Tazza will serve as anchor tenant for the Millvale Community Development Corporation’s $1.5 million Bennett Station project. The project includes the Tazza d’Oro building at 524 Grant, two neighboring buildings at 220 North and 226 North, and a small adjacent parklet that is partially owned by the borough.
The project was financed in part by grants from the The Heinz Endowments, Hillman Foundation and an anonymous donor. Bridgeway Capital provided a bridge loan between grants. Originally scheduled to open last summer, the project ran into construction delays and a 50% cost overrun.
Tina Walker, president of the Millvale CDC, says that the project will be like a “heart transplant” for the core of the business district, adding that Millvale residents first identified a coffee shop as a priority during initial Ecodistrict planning in 2012.

“The community is so passionate about where they live,” says Enrico. “I’ve never experienced such support and excitement about us opening.”
The 2,000-square-foot coffee shop, designed by Bennett Station lead architect evolveEA, features retractable garage door windows, heated concrete floors and reclaimed wooden tables and chairs. Enrico promises that “fresh, local, real food” will be available in the form of soups, salads, paninis and more.

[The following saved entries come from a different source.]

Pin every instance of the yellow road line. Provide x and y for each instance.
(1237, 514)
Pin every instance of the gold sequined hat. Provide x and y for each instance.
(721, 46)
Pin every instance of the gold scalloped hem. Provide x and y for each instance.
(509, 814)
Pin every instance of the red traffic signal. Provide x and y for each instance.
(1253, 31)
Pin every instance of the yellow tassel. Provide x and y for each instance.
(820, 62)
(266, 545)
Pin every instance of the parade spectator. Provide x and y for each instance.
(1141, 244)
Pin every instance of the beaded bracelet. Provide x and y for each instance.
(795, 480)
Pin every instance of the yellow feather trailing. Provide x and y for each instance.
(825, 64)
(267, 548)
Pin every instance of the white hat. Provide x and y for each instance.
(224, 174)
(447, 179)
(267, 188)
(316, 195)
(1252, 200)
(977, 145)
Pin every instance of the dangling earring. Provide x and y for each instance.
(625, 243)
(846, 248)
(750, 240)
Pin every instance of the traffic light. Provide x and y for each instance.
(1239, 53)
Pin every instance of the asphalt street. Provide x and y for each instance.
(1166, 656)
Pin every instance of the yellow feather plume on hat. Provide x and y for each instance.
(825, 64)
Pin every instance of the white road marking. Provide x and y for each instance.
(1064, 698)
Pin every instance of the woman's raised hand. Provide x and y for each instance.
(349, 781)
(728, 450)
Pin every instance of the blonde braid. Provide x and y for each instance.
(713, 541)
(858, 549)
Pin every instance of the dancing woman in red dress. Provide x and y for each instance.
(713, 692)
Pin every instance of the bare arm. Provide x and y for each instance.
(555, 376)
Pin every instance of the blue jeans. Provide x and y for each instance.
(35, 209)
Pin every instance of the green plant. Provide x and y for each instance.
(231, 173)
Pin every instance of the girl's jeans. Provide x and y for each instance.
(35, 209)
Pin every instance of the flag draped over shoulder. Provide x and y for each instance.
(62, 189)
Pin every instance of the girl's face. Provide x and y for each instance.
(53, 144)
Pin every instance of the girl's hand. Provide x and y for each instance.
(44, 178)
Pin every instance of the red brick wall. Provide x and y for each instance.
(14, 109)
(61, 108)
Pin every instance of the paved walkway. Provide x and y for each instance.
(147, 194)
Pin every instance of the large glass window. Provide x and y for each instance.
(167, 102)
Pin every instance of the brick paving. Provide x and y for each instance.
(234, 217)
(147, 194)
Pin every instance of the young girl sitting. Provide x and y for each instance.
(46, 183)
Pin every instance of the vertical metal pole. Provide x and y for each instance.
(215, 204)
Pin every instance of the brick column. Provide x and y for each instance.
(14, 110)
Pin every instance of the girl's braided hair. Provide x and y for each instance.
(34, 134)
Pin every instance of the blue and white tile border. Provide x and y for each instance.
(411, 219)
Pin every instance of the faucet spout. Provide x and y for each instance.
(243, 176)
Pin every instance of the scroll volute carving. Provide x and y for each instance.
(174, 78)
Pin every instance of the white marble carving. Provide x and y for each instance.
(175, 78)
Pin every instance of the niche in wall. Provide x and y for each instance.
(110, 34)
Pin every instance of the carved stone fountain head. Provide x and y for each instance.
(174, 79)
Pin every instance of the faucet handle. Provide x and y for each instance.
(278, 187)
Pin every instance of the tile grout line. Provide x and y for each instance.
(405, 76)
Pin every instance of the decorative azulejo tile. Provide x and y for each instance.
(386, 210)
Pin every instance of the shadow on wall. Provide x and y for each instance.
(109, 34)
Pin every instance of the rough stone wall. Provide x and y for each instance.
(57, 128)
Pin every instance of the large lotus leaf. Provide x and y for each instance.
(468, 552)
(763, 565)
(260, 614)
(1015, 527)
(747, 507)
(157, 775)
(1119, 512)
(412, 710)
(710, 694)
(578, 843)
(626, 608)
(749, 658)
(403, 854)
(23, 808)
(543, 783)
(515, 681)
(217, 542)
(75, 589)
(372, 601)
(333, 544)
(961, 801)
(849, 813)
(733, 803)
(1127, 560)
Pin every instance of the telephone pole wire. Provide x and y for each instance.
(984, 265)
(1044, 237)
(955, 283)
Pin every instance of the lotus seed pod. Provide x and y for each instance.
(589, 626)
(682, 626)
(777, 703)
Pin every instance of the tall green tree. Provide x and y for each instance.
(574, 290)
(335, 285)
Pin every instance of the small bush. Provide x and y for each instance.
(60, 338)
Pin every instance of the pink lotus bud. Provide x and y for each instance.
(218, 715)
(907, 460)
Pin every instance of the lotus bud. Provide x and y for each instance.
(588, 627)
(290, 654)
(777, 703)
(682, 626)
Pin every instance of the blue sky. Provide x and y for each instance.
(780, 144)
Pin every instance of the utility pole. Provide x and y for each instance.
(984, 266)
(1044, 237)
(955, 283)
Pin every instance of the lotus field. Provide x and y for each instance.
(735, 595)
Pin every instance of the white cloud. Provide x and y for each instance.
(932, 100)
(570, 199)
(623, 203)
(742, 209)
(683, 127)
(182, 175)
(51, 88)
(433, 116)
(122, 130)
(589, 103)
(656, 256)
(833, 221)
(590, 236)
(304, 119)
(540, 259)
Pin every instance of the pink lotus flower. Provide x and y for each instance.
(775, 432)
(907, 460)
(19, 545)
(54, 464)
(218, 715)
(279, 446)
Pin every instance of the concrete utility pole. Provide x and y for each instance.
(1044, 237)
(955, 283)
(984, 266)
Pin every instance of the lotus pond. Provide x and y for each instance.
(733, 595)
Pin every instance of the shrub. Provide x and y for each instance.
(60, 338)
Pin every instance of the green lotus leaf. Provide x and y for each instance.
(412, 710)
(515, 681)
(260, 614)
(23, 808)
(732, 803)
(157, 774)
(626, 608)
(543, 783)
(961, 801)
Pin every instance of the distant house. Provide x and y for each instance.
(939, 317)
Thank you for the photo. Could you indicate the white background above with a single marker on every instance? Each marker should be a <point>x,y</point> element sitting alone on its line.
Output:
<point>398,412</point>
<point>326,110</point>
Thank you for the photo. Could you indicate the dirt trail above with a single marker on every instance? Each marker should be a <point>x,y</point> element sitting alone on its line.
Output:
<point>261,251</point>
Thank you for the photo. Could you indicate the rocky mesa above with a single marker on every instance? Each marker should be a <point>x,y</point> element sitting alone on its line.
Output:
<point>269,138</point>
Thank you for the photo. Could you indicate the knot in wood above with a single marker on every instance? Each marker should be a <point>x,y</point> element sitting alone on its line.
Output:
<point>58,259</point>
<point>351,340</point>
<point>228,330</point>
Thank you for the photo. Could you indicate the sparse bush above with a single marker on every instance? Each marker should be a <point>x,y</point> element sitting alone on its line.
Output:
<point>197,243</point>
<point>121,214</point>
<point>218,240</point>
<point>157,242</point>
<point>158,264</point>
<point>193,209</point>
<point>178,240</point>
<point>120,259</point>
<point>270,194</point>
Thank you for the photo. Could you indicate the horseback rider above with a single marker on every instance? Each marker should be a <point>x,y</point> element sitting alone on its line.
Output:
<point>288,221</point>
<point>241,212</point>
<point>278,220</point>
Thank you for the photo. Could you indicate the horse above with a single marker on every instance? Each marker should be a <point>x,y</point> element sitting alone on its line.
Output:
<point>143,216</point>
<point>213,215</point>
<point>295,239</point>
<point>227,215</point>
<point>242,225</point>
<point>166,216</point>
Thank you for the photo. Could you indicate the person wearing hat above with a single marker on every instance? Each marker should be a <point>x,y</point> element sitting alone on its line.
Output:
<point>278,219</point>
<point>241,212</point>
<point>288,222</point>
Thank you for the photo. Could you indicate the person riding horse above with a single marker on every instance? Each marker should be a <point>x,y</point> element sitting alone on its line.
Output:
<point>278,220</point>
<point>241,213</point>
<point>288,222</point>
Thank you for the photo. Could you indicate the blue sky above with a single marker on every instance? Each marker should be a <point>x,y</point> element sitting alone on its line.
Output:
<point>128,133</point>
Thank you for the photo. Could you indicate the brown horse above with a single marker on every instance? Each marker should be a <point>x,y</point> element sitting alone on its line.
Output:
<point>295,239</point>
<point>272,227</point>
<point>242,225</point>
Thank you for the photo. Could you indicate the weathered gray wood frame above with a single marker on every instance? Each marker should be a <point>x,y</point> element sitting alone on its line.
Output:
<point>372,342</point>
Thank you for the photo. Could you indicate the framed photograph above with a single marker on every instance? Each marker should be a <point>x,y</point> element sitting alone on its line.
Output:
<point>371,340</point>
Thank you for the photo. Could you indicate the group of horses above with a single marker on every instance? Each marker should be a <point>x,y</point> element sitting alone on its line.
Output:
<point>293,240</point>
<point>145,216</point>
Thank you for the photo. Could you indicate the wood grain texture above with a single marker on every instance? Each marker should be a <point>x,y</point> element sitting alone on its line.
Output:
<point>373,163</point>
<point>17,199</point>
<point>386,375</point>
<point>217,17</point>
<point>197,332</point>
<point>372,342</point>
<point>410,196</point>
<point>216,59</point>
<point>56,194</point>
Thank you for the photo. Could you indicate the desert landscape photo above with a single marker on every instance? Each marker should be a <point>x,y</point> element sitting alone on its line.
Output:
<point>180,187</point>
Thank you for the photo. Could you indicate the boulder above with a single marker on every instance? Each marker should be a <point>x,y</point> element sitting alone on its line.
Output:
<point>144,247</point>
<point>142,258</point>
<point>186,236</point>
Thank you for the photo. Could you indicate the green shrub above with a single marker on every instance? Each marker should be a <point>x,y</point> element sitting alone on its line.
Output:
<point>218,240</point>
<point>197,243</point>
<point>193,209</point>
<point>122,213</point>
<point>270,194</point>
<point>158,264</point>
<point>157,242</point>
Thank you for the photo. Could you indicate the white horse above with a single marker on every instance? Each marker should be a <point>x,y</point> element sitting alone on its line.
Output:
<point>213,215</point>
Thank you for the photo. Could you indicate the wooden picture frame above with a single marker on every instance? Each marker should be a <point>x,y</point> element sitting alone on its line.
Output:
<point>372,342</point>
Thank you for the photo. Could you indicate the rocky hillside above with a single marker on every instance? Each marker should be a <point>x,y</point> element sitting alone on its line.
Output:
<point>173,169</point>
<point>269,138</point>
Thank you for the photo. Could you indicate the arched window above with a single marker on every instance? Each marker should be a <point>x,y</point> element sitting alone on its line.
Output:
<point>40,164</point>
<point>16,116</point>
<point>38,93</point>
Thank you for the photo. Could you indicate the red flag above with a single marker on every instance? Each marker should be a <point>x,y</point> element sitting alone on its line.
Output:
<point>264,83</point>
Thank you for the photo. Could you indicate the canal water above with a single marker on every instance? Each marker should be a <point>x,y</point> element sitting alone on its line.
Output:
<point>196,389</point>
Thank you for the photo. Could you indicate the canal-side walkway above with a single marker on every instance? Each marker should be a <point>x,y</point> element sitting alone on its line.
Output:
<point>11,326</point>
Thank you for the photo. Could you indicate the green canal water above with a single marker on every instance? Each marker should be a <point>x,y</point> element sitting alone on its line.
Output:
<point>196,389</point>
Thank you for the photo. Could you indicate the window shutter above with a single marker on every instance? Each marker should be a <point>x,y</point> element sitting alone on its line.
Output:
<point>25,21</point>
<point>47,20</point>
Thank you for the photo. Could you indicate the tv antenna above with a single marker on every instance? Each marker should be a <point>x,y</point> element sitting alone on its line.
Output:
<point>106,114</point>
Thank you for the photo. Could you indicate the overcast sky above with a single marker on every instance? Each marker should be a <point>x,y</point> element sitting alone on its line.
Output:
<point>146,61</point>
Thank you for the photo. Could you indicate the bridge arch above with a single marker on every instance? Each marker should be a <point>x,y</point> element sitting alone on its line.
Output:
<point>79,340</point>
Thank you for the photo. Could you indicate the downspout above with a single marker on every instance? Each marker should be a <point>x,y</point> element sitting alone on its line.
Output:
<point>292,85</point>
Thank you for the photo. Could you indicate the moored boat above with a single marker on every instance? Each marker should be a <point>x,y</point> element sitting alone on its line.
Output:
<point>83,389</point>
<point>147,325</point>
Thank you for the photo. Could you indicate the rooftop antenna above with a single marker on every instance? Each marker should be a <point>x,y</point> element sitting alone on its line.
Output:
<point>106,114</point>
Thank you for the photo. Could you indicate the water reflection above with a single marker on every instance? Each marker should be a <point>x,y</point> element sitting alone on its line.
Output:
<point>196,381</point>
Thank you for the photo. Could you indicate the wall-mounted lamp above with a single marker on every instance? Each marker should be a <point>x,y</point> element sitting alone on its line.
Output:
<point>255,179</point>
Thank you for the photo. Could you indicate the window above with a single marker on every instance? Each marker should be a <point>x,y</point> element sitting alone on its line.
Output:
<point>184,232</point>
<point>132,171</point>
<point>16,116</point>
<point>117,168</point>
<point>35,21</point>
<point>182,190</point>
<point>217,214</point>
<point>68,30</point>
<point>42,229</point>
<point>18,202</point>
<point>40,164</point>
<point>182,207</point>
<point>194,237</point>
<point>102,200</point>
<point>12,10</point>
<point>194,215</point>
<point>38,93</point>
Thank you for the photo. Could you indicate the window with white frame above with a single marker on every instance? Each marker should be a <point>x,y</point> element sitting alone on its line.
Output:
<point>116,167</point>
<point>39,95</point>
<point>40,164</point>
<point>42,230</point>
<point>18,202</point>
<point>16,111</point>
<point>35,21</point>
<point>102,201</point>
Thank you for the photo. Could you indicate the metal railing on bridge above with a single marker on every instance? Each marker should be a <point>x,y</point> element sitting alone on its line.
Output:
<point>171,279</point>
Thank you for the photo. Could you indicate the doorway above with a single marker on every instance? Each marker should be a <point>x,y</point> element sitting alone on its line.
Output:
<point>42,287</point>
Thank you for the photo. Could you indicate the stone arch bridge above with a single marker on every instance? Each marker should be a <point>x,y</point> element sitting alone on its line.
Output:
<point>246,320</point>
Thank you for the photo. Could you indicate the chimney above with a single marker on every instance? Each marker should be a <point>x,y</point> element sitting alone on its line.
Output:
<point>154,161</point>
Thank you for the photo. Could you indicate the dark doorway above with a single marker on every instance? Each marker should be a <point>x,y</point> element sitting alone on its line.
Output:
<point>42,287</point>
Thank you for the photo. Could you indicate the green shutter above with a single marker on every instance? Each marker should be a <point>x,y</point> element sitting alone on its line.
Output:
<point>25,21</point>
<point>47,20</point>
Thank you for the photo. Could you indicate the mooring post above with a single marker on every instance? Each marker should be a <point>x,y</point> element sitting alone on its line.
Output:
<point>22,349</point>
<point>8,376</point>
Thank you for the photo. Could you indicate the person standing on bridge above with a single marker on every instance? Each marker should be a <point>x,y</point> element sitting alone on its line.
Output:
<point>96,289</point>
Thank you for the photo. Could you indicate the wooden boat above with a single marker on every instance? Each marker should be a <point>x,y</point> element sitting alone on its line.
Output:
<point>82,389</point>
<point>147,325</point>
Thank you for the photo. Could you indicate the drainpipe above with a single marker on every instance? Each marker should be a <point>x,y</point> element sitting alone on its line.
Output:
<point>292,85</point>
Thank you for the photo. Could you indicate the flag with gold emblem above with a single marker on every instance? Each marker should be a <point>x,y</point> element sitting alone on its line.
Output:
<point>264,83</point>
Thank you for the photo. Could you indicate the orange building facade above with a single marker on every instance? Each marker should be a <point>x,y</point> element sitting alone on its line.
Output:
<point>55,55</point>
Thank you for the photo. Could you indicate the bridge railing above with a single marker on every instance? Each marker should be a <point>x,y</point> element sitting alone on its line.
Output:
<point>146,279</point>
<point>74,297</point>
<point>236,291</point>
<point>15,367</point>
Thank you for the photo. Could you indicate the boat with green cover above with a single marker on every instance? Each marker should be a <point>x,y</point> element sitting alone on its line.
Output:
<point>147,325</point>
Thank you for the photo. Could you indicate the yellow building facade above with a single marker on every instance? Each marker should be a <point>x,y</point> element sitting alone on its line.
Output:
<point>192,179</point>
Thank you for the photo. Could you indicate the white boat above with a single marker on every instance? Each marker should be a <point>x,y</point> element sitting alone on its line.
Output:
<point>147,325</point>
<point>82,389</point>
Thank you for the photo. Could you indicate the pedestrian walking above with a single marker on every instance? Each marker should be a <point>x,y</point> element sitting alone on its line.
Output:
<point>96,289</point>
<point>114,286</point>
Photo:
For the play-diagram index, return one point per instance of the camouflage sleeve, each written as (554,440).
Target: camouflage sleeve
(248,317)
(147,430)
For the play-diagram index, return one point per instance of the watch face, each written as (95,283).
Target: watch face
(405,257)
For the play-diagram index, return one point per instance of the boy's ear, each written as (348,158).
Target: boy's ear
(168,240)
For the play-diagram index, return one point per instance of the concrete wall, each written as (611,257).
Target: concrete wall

A mosaic by artist James Simon graces the exterior of the building, and Red Star Iron Works designed and fabricated a pair of wrought-iron balconies for the second floor. Tazza will use that upstairs space to train employees; Enrico has already hired 16 Millvale residents to help run the shop.
“We’ve been fanatical about quality since the day we opened,” says Enrico. “It has been a dream for 10 years now to have a space dedicated to training so we don’t interrupt operations.”

Next door, the Millvale Studios artist community is still in limbo as insurance negotiations continue over a fire that gutted the interior of the property earlier this summer. The Millvale Studios building, at 226 North, is located next door to Ton Pottery, formerly of Lawrenceville.
Both Walker and Enrico credit the Millvale Borough Council for their support in seeing the project to fruition. Enrico gives particular credit to the long-time businesses like Pamela’s and Jean-Marc that helped lay the groundwork for the expanding main street.
“We’re here to help prop up what they started 20-some years ago,” she says. “We don’t want to come in and be some bourgeois coffee shop. We want it to be amazing coffee, but our goal is to create community.”